TV or not TV… ?
A quote from Shakespeare I think, but the basic idea behind it is that a dark hour is upon us. The Writers Guild of America is going to strike, immediately. At stake is a slightly higher portion of DVD (from 4 cents per disc to 8 cents) and new (online) media sales. A total amount of under $100 million a year (divided over some 12.000 writers), that the industry is not willing to budge on (earning $24.4 billion last year alone on domestic DVD sales, so we’re talking about a total of less than %1).
Last time this happened was in 1988 (a 22 week duration), and it left me scarred. For instance, Star Trek: The Next Generation has a 2 month season premiere delay, and produced The Child (a recycled script from ST: Phase II) and the most horrible episode ever in Star Trek history, flashback clip show Shades of Gray. So deservingly, the industry lost an estimated $500 million income (less advertisement sold, 10% declined viewership). And I wasn’t a savvy TV watcher back then anyway.
But now that I am, the direct impact will be:
– Immediately, no more late night shows. Colbert, Jay, Conan, they’ll be off the air, as late night shows depend the most on writers.

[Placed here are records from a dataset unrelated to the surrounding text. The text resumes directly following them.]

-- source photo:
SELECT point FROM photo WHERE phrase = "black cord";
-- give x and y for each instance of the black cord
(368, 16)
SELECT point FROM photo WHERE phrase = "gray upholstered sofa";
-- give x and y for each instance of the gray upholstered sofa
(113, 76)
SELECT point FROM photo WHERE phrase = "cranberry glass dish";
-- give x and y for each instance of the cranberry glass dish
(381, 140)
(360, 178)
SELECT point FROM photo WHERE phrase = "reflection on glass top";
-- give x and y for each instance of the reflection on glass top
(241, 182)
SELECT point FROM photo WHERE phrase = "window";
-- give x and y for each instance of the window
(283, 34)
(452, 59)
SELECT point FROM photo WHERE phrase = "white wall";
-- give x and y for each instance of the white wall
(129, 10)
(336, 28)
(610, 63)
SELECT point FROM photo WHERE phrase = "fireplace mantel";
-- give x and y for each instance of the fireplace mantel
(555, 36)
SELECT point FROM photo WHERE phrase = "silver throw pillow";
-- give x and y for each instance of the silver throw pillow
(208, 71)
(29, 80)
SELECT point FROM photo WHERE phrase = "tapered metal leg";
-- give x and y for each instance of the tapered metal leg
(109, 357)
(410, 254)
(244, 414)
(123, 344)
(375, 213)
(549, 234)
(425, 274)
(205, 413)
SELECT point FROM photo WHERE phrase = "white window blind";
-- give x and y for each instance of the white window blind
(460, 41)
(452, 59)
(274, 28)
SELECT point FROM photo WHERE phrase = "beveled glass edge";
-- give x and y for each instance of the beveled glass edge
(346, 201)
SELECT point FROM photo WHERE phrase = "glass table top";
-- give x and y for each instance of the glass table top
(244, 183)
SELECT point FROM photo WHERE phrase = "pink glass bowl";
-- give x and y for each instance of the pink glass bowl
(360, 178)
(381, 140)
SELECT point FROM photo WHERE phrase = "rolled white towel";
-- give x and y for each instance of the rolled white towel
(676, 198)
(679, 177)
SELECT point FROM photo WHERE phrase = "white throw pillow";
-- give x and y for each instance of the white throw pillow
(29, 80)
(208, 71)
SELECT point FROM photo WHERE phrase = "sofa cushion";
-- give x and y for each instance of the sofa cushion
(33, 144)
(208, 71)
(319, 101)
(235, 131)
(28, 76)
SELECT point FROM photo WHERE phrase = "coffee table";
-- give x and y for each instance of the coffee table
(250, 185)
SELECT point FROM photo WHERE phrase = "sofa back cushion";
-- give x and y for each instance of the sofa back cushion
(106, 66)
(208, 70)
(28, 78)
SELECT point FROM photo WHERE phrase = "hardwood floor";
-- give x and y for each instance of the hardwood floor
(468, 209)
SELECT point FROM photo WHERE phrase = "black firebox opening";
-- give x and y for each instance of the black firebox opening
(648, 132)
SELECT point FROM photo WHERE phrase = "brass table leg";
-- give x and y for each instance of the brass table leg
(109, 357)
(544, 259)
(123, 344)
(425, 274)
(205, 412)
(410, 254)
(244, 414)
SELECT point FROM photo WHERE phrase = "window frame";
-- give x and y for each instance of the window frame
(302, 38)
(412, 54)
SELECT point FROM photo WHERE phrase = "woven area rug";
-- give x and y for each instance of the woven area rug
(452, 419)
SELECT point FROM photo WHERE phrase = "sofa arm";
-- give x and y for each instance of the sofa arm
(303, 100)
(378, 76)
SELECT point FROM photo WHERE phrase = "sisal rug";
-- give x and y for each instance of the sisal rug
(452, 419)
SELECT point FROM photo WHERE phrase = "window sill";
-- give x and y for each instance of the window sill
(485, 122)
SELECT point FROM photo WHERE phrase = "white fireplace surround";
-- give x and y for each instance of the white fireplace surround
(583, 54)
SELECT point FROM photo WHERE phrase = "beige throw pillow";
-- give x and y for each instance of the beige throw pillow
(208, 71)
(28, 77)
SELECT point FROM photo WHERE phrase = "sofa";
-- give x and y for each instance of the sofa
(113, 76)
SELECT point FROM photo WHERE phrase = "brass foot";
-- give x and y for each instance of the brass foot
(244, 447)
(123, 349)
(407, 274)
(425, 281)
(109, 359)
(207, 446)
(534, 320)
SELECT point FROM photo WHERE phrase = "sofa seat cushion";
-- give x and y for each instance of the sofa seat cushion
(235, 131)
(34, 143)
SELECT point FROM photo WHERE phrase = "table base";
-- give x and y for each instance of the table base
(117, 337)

– Soon, no more sitcoms, as they rely a lot on on-set rewrites.
– No nicely finished TV seasons. Most shows have some 5 episodes in the post production pipeline, and maybe a few scripts ready to shoot. But come Jan/Feb 2008, it’s bye bye scripted television, hello news, game and reality shows.
– Canceled new running shows. Good shows with low ratings will never get a chance to grow into surprise hit shows.
– Canceled new upcoming shows. Heroes: Origin seems to be a victim already, put on indefinite hold before scripts have been written (but promised to advertisers a few months ago, to lure in advertisement money for a mid 2008 launch)
– If the strike takes long enough, say goodbye to pilot season. Next year will run on current shows, including the horrible ones that should’ve been axed.
Are you as scared as I am ?
Update: It was unclear what multitalented actors/writers/producers/directors would do during the strike (since their added SGA/DGA allegiance), but big names like J.J. Abrams, James L. Brooks and Tina Fey joined the picket lines, while stars like Jay Leno and Julia Louis-Dreyfus showed up for support.
Update2: Next victim: 24. No 7th season for this TV season (about 1/3 filmed though). Fox bets on safe and moves it to the next TV season.